Private equity moves into French logistics tech. Shippingbo, the Toulouse-based provider of unified logistics management software, has secured growth funding from Main Capital Partners to fuel its European expansion and buy-and-build strategy. For a sector where fragmentation remains the enemy of efficiency, this marks a calculated bet on consolidation.
Founded in 2016 by Marc Heiricher, Shippingbo has built what the market calls a “unified platform”—cloud-based software combining Order Management (OMS), Warehouse Management (WMS), and Transport Management (TMS) in one system. The company serves around 1,000 customers across consumer goods, third-party logistics, sports, leisure, and food sectors, with clients including Venom, Teddy Smith, Weber Industries, DHL, Deret, and Stef.
Why Main Capital Backed Shippingbo
Main Capital Partners, a Netherlands-based PE firm specializing in software and mid-market growth, sees Shippingbo as a platform play in Europe’s fragmented logistics software landscape. The deal represents Main’s third French platform investment in 2025, following the opening of its Paris office in February. Jonas Kruip, Co-Head France at Main Capital, pointed to supply chains becoming “more digital, data-driven, and customer-centric” as the driver for integrated OMS-WMS-TMS solutions.
Shippingbo’s 80-person team operates primarily in France but has been expanding into Spain, Belgium, and Switzerland. The Main Capital investment will fund product innovation, partner ecosystem development, and strategic acquisitions to strengthen the company’s position as a European logistics platform. Management, led by founder Heiricher, retains significant ownership and operational control.

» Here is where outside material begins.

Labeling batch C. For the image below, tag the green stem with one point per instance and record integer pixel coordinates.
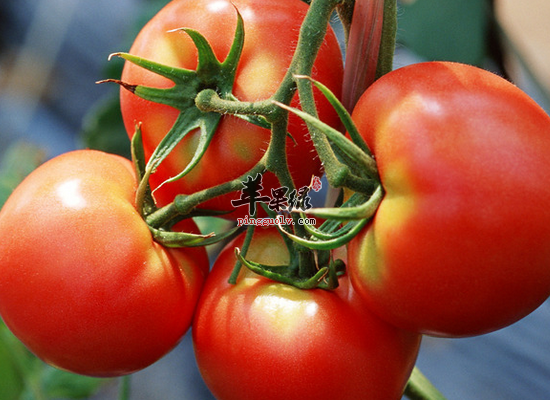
(387, 43)
(420, 388)
(124, 391)
(185, 204)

The Buy-and-Build Playbook
Marc Heiricher was explicit about the strategy: “This partnership validates our vision and will provide us with new resources to continue innovating internally, strengthen our partner ecosystem, and roll out a Buy & Build strategy to reinforce our position as an established unified logistics platform.” Translation: Shippingbo plans to acquire complementary logistics software providers to expand its functional coverage and geographic reach.
This mirrors moves across European B2B software, where vertical integration and consolidation are accelerating. For e-commerce brands and 3PLs managing omnichannel fulfillment, having Order, Warehouse, and Transport systems that actually talk to each other isn’t a luxury—it’s table stakes. Shippingbo’s pitch is that they’ve solved that integration problem natively, rather than through bolt-on acquisitions. Now, with Main Capital’s backing, they’ll test whether that platform can absorb external products without losing coherence.
European logistics software remains highly localized, with regional players dominating specific markets. If Shippingbo executes its M&A strategy effectively, it could emerge as one of the few pan-European platforms in this space. The alternative is watching larger players—or US-based competitors—consolidate the market instead.